When a person opens a Mastercard or Visa account with a bank everything seems just fine. It’s an easy way to accumulate points or frequent flyer miles. But over the years, many people start to run a balance. Sometimes a few hundred dollars. Sometimes several thousand. This can snowball into many thousands of dollars as the minimum payments increase and increase over time. Eventually, the consumer may miss a payment or two. At this point, the credit card company often cancels the card account and starts sending collection letters.
At this point, the credit card company may choose to sell that delinquent debt and charge it off. Depending on how old the debt is, debt buyers sometimes only pay four or five cents on the dollar for the delinquent debt. It is usually sold in giant packages with thousands of other people’s debt. Then the debt buyer starts sending letters, making phone calls, and even suing the consumer in court.
There are many rules that the debt buyers have to comply with. There are federal laws, like the Fair Debt Collection Practices Act. There are state laws, like the California Rosenthal Act. The debt buyers know the rules. But they also know that most consumers don’t know the rules. More often than one might think, these debt buyers use the ignorance of the consumers to take advantage of unwitting consumers.

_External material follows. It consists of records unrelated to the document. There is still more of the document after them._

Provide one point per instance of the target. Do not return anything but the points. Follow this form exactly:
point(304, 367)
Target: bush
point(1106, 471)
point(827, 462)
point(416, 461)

Some of the illegal tactics that debt buyers frequently use are misleading consumers into consenting to autodialed phone calls, collecting on debt where the debt buyer doesn’t have any supporting documentation, threatening consumers with lawsuits when the statute of limitations has run, threatening criminal action, and many more.
These debt buyers also know that most consumers will ignore a collection lawsuit because they are scary and no one wants to go to court. Some of these high volume companies file hundreds and thousands of lawsuits every month. If the consumer doesn’t respond, the collector gets a default judgment. Once they have a judgment, all they have to do is garnish wages or levy bank accounts. Obviously, this can devastating to folks who are scraping by, paycheck to paycheck.
The Consumer Financial Protection Bureau is a federal agency that is supposed to monitor and stop these bad practices. But these debt buyers have a lot more money and a lot more man power than the CFPB. So the only real way to fight back is for consumers to know their rights and to get someone to fight for them. Consumer attorneys have many tools in their legal toolbox, like the FDCPA and other laws. Bankruptcy is the sledgehammer that can stop these debt collectors from ruining more lives. The first step is consulting an attorney as soon as possible.